Recommendation: Paths Of Glory
The movie "Paths Of Glory" has been recommended to the group since it achieves the highest total rating.

Recommendation: Guess Who'S Coming To Dinner
The movie "Guess Who'S Coming To Dinner" has been recommended to the group since no group members has a real problem with it.

Recommendation: Circle Of Friends
The movie "Circle Of Friends" has been recommended to the group since it achieves the highest of all individual group members.

Recommendation: Circle Of Friends
The movie "Circle Of Friends" has been recommended to the group since it is the favourite for the user with id 51, and it's his/her turn to choose.



##### EXERCISE

Implement the explanation for the Approval Voting and Plurality Voting strategies for group recommendations, and print the corresponding explanation for the best movie for the group.

##### Solution

In [13]:
explanations["PLU"] = "<item> has been recommended to the group since it is the preferred item for most of the group members.\n"
explanations["APP"] = "<item> has been recommended to the group since it achieves the highest number of ratings which are above <threshold>.\n"


movie_title = plurality_df['title'].iloc[0]
print("Recommendation: " + movie_title.title())
print(explanations["PLU"].replace("<item>", "The movie \"" + movie_title.title() + "\""))
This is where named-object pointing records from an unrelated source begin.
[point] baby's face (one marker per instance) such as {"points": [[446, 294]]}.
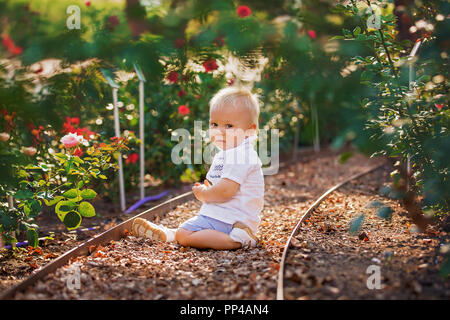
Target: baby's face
{"points": [[229, 126]]}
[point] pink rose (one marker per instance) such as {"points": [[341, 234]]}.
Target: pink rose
{"points": [[29, 151], [71, 140], [4, 136]]}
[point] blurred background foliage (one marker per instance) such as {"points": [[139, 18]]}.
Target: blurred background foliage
{"points": [[303, 58]]}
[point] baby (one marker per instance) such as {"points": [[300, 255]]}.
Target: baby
{"points": [[233, 195]]}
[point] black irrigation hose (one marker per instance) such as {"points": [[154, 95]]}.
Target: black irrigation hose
{"points": [[280, 284]]}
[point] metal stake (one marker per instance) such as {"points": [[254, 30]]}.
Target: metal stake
{"points": [[115, 88], [141, 126]]}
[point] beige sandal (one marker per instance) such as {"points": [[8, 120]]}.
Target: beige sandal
{"points": [[240, 225]]}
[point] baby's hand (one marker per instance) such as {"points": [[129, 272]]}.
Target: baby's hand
{"points": [[199, 189]]}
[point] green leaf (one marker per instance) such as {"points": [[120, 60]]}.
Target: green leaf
{"points": [[385, 212], [356, 224], [86, 209], [53, 201], [23, 194], [77, 159], [72, 193], [32, 238], [88, 194], [337, 38], [343, 158], [63, 207], [72, 220], [36, 206]]}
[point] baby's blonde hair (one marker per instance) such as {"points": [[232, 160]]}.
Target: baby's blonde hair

movie_title = approval_df['title'].iloc[0]
print("Recommendation: " + movie_title.title())
print(explanations["APP"].replace("<item>", "The movie \"" + movie_title.title() + "\"")
     .replace("<threshold>", str(3)))

Recommendation: Paths Of Glory
The movie "Paths Of Glory" has been recommended to the group since it is the preferred item for most of the group members.

Recommendation: Thelma & Louise
The movie "Thelma & Louise" has been recommended to the group since it achieves the highest number of ratings which are above 3.